Entre noviembre de 2023 y noviembre de 2025 se perdieron 6.416 puestos de trabajo registrados en Entre Ríos. El dato surge de un relevamiento elaborado por el Centro de Economía Política Argentina (CEPA), que además revela la desaparición de 868 empresas en el mismo período. La cifra expone un deterioro sostenido del entramado productivo provincial y enciende señales de alerta sobre el rumbo de la actividad económica.
El director del CEPA, Hernán Letchner, explicó que el estudio compara los datos oficiales disponibles entre noviembre de 2023 y noviembre de 2025. “No solo observamos la evolución de los puestos de trabajo, sino también la cantidad de empresas activas, que para nosotros es un indicador estructural clave”.

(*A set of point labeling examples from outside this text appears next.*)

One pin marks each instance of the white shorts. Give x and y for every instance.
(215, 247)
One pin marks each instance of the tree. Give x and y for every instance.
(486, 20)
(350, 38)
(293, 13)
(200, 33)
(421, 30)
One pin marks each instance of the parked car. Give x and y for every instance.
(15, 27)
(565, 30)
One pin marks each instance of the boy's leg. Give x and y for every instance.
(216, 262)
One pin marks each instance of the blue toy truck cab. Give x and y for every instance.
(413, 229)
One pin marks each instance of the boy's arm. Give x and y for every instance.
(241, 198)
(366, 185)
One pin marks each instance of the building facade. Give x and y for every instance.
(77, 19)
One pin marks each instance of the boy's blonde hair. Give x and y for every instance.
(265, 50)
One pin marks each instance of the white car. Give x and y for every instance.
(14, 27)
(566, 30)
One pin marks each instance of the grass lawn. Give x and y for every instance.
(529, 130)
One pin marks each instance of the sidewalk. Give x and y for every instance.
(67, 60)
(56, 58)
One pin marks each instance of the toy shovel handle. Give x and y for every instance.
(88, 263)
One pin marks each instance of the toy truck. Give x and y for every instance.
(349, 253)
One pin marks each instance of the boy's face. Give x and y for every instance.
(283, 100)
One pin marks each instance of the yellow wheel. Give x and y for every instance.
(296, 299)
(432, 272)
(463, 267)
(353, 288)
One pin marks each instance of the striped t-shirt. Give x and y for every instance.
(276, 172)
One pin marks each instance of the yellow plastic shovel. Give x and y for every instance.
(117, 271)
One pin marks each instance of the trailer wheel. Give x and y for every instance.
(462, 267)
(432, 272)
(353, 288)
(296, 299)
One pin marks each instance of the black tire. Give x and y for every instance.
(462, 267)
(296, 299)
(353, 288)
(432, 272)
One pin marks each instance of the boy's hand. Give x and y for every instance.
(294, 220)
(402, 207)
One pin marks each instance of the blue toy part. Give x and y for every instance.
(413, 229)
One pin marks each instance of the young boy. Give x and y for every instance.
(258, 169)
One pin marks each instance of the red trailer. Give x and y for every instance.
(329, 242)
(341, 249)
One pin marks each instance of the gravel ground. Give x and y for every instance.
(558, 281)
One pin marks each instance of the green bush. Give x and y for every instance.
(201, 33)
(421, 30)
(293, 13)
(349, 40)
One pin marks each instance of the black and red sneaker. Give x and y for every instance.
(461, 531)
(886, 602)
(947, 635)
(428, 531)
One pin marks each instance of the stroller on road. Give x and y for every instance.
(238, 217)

En ese marco, señaló que “la pérdida de empresas resulta particularmente preocupante porque implica el cierre definitivo de unidades productivas. Cuando una empresa desaparece del registro es porque dejó de declarar trabajadores. Es un proceso más profundo que una simple caída coyuntural”.
Un impacto transversal en la economía provincial
Según el informe, de acuerdo con el desglose sectorial, el rubro más afectado fue el comercio, tanto mayorista como minorista, con 231 empresas menos en el período analizado. Le sigue la industria manufacturera, con 105 firmas cerradas, y el sector de transporte y almacenamiento. El dato no es menor: en el caso industrial, se trata en general de estructuras productivas de mayor tamaño relativo y con más empleo por establecimiento.
El relevamiento también muestra retrocesos en actividades vinculadas al turismo, como alojamiento y gastronomía, así como en servicios profesionales, culturales y deportivos. Incluso el sector agropecuario registró bajas en la cantidad de empleadores, un fenómeno que rompe con la idea de que el campo compensa automáticamente las caídas industriales.
“El impacto es transversal. Les pega a casi todos los sectores”, afirmó Letcher. Según el economista, si bien los datos nacionales recientes mostraron una mejora en la actividad económica impulsada por la cosecha de trigo, el mejor desempeño continúa circunscripto hacia sectores específicos como el agro, la minería y la energía, sin registrarse con la misma intensidad en provincias con perfil industrial y agroindustrial como Entre Ríos.